Changes for Kernel Release 3.0

	The major changes for this release are the addition of real
syscall instrumentation, and the improvement of the disk
instrumentation.

	The new syscall instrumentation consists of two id's, described as:
	"syscallstart: time, pid, syscall_num, ret_ptr, args"
and
	"syscallexit: time, pid, val1, val2"

	As usual time is two words.  Pid is a separate word containing
the pid of the calling process.  Syscall_num is the number of the
syscall (each syscall has a unique number with a few exceptions such
as getpid, getppid).  Ret_ptr is the address in the user program where
the call was made.  Args are the arguments passed to the syscall.
Note that no attempt is made to interpret these in a syscall dependent
manner.  If the argument is an int, that value is reported, if it's a
pointer to an int, only the value of the pointer is reported.  This is
probably not always optimal, but it's not clear where the line should
be drawn.

	The exit record (make sure you match it by pid with the
originator, more than one syscall can be in progress at once!)
contains the obvious values, except that it has two return values.
This appears to be a time-honored kludge of unix, wherein one syscall
can simulate two (e.g. getpid, getppid).  Unfortunately, there's no way
for the kernel to resolve this ambiguity.

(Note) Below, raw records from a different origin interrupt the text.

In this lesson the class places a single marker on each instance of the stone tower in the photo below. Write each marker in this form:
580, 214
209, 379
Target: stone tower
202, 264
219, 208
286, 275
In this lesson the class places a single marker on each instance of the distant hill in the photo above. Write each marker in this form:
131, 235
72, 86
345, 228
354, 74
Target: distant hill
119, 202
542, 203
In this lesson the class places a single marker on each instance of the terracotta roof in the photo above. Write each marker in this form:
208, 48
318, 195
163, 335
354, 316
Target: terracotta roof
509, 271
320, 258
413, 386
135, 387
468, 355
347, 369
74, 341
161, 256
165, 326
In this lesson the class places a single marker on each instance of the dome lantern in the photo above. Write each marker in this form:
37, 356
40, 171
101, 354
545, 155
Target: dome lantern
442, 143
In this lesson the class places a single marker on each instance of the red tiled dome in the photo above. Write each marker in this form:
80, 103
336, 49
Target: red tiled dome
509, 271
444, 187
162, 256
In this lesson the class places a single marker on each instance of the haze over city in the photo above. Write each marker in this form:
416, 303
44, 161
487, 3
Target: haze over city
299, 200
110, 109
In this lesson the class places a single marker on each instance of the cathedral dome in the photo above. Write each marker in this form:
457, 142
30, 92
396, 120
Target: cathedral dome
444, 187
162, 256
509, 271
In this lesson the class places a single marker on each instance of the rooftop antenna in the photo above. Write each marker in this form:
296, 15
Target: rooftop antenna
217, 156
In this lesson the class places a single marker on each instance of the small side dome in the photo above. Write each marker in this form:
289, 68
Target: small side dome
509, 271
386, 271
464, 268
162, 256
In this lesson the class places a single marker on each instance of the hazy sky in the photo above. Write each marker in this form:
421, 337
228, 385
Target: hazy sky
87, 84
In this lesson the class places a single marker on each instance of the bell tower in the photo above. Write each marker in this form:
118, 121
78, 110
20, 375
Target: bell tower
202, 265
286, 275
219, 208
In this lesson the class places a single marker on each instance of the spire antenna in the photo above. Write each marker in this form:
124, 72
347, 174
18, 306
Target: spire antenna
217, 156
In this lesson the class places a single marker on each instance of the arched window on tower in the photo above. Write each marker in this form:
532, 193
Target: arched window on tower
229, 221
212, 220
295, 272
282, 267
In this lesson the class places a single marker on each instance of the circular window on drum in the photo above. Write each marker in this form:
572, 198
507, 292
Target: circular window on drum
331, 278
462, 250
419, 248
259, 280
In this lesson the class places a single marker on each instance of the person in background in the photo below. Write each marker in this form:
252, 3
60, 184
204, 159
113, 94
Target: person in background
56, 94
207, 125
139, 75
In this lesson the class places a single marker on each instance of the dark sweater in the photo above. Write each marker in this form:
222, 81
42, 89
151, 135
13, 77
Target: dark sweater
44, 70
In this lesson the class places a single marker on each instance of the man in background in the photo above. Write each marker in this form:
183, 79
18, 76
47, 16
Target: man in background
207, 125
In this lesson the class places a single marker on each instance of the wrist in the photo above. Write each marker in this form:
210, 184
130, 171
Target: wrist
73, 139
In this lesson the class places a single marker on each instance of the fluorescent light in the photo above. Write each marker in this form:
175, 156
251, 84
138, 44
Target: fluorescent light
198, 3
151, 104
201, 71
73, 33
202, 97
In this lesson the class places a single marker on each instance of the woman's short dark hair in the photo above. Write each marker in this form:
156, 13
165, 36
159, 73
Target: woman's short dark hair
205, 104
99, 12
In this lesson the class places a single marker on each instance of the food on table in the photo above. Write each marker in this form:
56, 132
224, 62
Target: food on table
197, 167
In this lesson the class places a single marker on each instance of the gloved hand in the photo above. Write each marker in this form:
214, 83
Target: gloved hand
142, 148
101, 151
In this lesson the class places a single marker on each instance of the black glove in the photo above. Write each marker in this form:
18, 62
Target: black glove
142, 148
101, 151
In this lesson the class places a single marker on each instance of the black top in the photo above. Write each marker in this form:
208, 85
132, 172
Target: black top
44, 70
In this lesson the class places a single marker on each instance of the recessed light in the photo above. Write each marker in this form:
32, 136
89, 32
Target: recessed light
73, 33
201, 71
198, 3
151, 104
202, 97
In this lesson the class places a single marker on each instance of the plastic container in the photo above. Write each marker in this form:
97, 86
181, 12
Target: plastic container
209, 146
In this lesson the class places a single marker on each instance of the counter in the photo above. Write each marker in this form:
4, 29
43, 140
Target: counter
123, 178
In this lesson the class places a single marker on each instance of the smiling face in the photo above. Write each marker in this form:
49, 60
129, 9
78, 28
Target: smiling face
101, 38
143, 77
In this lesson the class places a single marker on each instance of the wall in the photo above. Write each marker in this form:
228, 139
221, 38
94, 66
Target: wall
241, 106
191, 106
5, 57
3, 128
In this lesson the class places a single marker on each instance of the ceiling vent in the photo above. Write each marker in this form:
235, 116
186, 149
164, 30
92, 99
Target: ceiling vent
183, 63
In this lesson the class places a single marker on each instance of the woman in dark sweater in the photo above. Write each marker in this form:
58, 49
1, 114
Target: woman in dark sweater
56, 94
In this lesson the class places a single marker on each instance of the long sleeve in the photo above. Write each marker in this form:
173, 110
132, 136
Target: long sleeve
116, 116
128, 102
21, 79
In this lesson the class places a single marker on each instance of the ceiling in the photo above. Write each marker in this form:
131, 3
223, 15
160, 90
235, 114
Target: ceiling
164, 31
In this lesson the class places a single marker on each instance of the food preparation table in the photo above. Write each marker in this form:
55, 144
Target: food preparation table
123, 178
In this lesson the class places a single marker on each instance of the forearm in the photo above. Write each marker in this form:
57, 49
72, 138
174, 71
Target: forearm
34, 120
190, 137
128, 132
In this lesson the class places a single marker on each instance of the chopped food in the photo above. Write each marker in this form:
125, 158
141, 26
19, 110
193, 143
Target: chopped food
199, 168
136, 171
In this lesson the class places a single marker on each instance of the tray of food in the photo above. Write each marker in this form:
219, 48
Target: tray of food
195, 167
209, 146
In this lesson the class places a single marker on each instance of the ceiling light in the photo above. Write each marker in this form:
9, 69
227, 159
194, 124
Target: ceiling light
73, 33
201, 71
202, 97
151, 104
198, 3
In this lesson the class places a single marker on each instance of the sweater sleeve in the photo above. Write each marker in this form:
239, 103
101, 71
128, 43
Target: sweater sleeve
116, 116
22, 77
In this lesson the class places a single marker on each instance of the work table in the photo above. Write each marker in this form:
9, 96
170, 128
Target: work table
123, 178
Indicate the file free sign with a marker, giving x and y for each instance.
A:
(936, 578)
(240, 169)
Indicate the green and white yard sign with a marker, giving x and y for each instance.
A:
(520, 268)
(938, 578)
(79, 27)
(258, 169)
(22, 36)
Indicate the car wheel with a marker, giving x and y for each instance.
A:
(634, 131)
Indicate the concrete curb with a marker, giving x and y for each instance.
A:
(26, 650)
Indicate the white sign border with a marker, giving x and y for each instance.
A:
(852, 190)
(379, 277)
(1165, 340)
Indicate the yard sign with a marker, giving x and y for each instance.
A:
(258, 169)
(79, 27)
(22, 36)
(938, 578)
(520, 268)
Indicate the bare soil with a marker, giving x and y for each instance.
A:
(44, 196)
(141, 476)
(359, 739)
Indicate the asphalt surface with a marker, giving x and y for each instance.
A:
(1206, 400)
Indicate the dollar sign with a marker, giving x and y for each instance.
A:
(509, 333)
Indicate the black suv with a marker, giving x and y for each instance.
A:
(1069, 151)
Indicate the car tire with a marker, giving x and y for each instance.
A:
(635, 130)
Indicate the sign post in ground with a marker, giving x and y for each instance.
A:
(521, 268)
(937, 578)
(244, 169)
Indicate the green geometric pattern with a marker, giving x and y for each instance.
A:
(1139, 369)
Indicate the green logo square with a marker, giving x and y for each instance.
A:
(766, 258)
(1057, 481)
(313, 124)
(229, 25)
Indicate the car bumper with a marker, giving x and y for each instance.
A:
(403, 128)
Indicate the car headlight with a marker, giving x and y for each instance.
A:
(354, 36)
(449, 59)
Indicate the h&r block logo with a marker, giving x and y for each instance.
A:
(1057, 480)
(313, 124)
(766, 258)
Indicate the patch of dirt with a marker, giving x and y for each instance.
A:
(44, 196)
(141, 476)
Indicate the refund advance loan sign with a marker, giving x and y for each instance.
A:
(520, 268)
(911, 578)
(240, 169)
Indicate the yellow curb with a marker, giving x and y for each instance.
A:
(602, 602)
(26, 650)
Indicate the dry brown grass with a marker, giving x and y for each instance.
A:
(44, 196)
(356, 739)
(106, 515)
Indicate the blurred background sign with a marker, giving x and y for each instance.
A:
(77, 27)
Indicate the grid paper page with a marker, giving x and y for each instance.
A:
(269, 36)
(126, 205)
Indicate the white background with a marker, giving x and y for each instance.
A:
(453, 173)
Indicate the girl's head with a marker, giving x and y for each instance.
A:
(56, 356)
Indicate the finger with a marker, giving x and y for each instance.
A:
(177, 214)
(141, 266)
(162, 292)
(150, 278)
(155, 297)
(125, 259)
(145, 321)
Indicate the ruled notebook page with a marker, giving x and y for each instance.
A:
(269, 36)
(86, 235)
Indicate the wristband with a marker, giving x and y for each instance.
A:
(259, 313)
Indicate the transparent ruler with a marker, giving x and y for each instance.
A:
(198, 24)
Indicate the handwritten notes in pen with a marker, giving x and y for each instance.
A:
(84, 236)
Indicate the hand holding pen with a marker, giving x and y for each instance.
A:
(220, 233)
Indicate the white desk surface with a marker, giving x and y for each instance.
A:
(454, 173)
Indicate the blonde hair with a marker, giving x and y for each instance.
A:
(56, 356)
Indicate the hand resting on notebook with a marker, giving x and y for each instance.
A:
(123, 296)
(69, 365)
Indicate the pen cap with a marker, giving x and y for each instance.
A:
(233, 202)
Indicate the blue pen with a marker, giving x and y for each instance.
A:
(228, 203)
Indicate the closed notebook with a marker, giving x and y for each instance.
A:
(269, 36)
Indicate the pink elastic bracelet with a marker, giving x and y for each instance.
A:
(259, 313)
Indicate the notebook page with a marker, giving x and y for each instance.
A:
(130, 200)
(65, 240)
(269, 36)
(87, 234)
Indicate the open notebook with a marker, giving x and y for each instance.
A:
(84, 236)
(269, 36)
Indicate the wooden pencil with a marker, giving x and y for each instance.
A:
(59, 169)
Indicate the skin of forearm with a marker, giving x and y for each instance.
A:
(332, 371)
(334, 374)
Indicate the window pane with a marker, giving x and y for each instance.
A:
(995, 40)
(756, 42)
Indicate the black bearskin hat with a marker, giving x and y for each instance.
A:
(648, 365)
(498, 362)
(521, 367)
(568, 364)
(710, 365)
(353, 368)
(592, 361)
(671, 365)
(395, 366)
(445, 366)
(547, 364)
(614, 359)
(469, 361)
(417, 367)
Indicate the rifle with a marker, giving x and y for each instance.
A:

	The new disk instrumentation has the same fields as the old
information, but separate id's are now used, so that you don't have to
use the hack with cyl=0 to distinguish initiations from completions.
A new addition is another record with the same information output when
the request is removed from the queue and handed off to the physical
device.  This allows the queuing time to be separated from the actual
device service time (and was added at DMD's request).  These changes
have been made to the existing disc0 and disc2 drivers, but not yet to
the new disc1 driver.  I expect that disc1 will also be finished by
the 3.0 functionally complete milestone.

	The new lan driver may also be instrumented for 3.0, but I am
not aware of any more details about it.

================================================================

Troubleshooting Hints

	Iscan and msmod need to read /dev/kmem.  This means that it
must be generally readable, or they must be setuid.  Since msmod
modifies the kernel (except for the -l option), it must be either run
as root or be setuid.

	In order for the measurement system to function, it needs a
'device' called /dev/meas_drivr .  Just mknod it as a character device
with major 41 and minor 0 (type "mknod /dev/meas_drivr c 41 0").  The
driver itself is always in the kernel.

	If these problems have been corrected, you most likely have
the wrong version of iscan or msmod for the kernel you're running (see
"Changes for Kernel Release 1.1 above").

	The 1.0 version of msmod should have an RCS string like
Header: msmod.c,v 4.27 86/07/14 14:44:08 dah Exp

	The 1.1 version of msmod should have an RCS string like
Header: msmod.c,v 4.29.1.1 87/03/04 10:15:29 dah Exp

	The iscan for 1.0 only had an RCS string like
Header: iscan.c,v 4.34 86/08/28 14:01:12 dah Exp

	The iscan that works with 1.0 and 1.1 should have an RCS string like
Header: iscan.c,v 4.37 87/03/16 11:05:54 dah Exp

	More on versions: Translate works everywhere.  The versions of
iscan and translate that work on 1.1 also work on 1.2, 2.0, 2.1, 3.0,
etc.  If they complain only about "...doesn't match ... Hopefully this
isn't a problem", then it isn't a problem.  This an unfortunate
"feature" of our integration process: code keeps changing revisions
after it has left the developers' hands.

	During development of 2.0 changes were made to the filesystem
for NFS that could cause a panic when certain of the buffer cache
instrumentation is turned on.  Final versions of 2.0 have this fixed,
though the bug reportedly propagated to the 3.0 trunk at one point as
well.  If your system crashes when you turn on all the instrumentation, 
avoid using the buffer cache instrumentation until you get a more
modern (correct) kernel.